3. Embracing success and failure Sharing success with peers and colleagues can have a tremendous impact on job satisfaction. There weren’t mechanisms for sharing great practice at one organisation with the organisation next door, let alone failures. We started ‘safe space’ enforced networking at events sharing the good, bad and ugly, alongside written case studies on our private shared site and asked external speakers to talk about successes and lessons learned too to encourage this culture. This helped to build trust across members.
4. Language is difficult I lived in the world of ‘patient, carer and public, involvement and engagement’ for 6 years which, when combined with ‘patient experience’, ‘user experience’, ‘customers’, and ‘participation’, has provided a terminology minefield. Language in areas of expertise is often fraught and can cause artificial division that tears at the heart of collaboration. We learned quickly to be open about these differences in language but to focus on the overarching purpose and work backwards from there. When we started with patients and the population, members were able to put aside language and learn together.
5. Networking is king After almost every face-to-face event we asked members ‘what one thing could we do better next time?’ and the overwhelming response every time was: more networking. By June 2016, almost two-thirds of our forum content was devoted to different ways of getting people to talk to each other and yet consistently they would tell us they wanted more of it. People came to events for the learning, so we needed a theme and speakers that would engage them, but they stayed part of the network for the ongoing relationships with others.
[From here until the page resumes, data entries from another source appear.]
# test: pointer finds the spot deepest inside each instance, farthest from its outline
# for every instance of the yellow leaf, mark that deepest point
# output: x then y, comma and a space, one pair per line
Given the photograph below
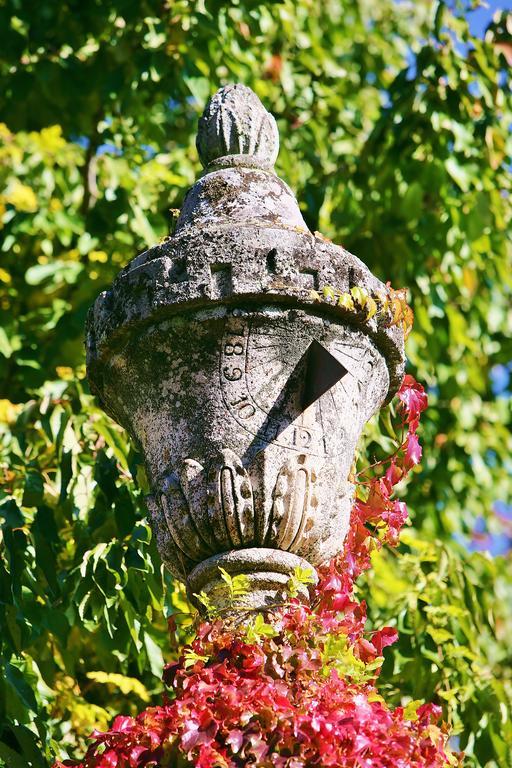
360, 296
410, 710
22, 197
345, 300
371, 308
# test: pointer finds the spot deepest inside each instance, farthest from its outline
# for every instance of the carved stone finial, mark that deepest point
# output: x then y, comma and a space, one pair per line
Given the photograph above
236, 130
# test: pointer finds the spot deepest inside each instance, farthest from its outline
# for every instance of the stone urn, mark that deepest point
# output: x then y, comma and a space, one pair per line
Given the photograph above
244, 393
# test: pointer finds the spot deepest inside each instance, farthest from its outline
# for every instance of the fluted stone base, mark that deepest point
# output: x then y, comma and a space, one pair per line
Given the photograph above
268, 572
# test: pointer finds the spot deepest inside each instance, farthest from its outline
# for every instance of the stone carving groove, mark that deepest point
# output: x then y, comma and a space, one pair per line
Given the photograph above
246, 397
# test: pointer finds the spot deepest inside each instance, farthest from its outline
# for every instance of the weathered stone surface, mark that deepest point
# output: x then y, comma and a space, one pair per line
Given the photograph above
246, 397
236, 130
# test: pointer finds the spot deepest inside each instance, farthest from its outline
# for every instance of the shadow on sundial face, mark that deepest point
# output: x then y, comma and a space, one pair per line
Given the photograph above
315, 373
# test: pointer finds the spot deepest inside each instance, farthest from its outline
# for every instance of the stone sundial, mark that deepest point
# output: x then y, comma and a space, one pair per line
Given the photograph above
245, 396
Unsurprisingly, we didn’t get everything right. Starting again as we develop the UK Improvement Alliance, I’ll advocate for greater patience, good things take time and this is particularly true in the world of collaboration and networks. I’ll also encourage greater reflection on what success looks, and feels, like - planning for measuring progress at the beginning is important. It won’t be perfect but that’s ok, it doesn’t need to be.
What particularly stands out, though, is, in an NHS full of quantitative targets and RAG ratings, how hard I found it to explain that the success of our network was getting people to talk to each other. Why do we often feel embarrassed to say that there is value in developing relationships and collaboration? How do we change the culture of the NHS in 2016 to make this a priority?